Since the query I'm actually using is much more complicated than the one in this example, doing it this way makes it hard to read. Is there something I can use that's similar to RecordsToProcess.Count() > 0, but that queries that database each iteration instead of using the initial count that was stored in memory (assuming I'm correct on that)?

Note: I wouldn't normally use a potentially dangerous while loop like that, but I'll only need to run this page a maximum of 4 or 5 times and then never again. So I'm not too worried about it.


Solution

  • Edited original post based on the comments.

    I believe part of the issue is how the compiler optimizes loops.

    It is likely something in your query that is caching data. If the whole query used lazy evaluation, except the Count being checked in the loop, every time you called Count on the query it would be re-evaluated. In your second example, the entire query is in the loop and thus has to be re-evaluated each time, regardless of whether or not is actually uses lazy evaluation. I would check the remarks in the MSDN documention on the operators you're using.

    I would also suggest using Any instead of Count in this situation for performance and clarity. Depending on what you're iterating, Count will usually iterate over a collection to see how many elements, but Any is lazier. In LINQ to Object, Count() is optimized for sequences implementing ICollection, to use the Count property, which is much faster than iterating, and Any() stops checking after it finds 1 element. As suggested by Erik below, In LINQ to SQL there is likely something like a TOP 1 added to the SELECT statement. I would assume SQL has it's own COUNT optimization, but I haven't done any research.

    Using Any() when appropriate can also help readability by getting rid of the operator in Count() > 0, and more clearly expresses that you're interested in a bool not an int.

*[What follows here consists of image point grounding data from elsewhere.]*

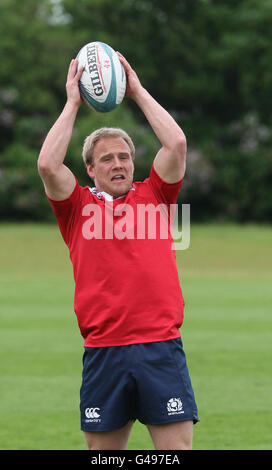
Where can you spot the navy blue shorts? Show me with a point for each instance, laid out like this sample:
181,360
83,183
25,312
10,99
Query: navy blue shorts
148,381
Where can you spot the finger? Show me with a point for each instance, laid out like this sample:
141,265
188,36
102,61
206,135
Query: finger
80,72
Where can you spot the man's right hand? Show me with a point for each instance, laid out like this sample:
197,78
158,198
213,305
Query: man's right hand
72,88
59,181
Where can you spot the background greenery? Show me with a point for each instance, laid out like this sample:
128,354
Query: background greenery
208,62
227,335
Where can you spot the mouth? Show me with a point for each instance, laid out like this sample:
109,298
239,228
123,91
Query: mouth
118,178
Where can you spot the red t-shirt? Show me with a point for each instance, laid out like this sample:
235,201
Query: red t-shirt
126,287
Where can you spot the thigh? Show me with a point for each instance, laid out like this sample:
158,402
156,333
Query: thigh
107,391
175,436
109,440
165,393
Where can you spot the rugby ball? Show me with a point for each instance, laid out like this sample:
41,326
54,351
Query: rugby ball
103,82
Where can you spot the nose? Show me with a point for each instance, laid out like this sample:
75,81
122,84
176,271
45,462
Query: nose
117,163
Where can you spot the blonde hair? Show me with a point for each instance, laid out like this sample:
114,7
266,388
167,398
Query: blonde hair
104,132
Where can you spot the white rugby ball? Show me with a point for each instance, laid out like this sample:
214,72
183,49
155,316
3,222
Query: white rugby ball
103,82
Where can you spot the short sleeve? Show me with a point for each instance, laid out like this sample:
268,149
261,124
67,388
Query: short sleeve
166,193
66,212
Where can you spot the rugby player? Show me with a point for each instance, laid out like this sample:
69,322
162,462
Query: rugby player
128,299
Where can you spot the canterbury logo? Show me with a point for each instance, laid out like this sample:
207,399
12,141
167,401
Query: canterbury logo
92,412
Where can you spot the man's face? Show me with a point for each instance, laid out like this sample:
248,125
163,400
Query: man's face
112,168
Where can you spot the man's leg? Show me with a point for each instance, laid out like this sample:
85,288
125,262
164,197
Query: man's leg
109,440
175,436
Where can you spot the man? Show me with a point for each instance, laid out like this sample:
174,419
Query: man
128,300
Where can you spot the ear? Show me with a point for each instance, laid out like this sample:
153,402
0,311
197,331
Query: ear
90,170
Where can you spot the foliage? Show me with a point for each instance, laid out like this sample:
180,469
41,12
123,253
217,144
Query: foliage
206,61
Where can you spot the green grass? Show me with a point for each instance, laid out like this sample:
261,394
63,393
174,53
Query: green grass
226,278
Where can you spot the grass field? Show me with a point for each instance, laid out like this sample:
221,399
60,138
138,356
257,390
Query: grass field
226,276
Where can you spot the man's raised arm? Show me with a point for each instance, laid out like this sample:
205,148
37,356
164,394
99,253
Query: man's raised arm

    I would implement your method like this:

    var query = MyTable.Where(i => i.Processed == 0);
    while(true) {
        if (!query.Any()) break;
        Thread.Sleep(1000);
    }
    

    or better yet this, if you can get it to execute lazily:

    var query = MyTable.Where(i => i.Processed == 0);
    while(query.Any()) { Thread.Sleep(1000); }
    

    However, as mentioned by other answers, more information about how your query is constructed would be helpful.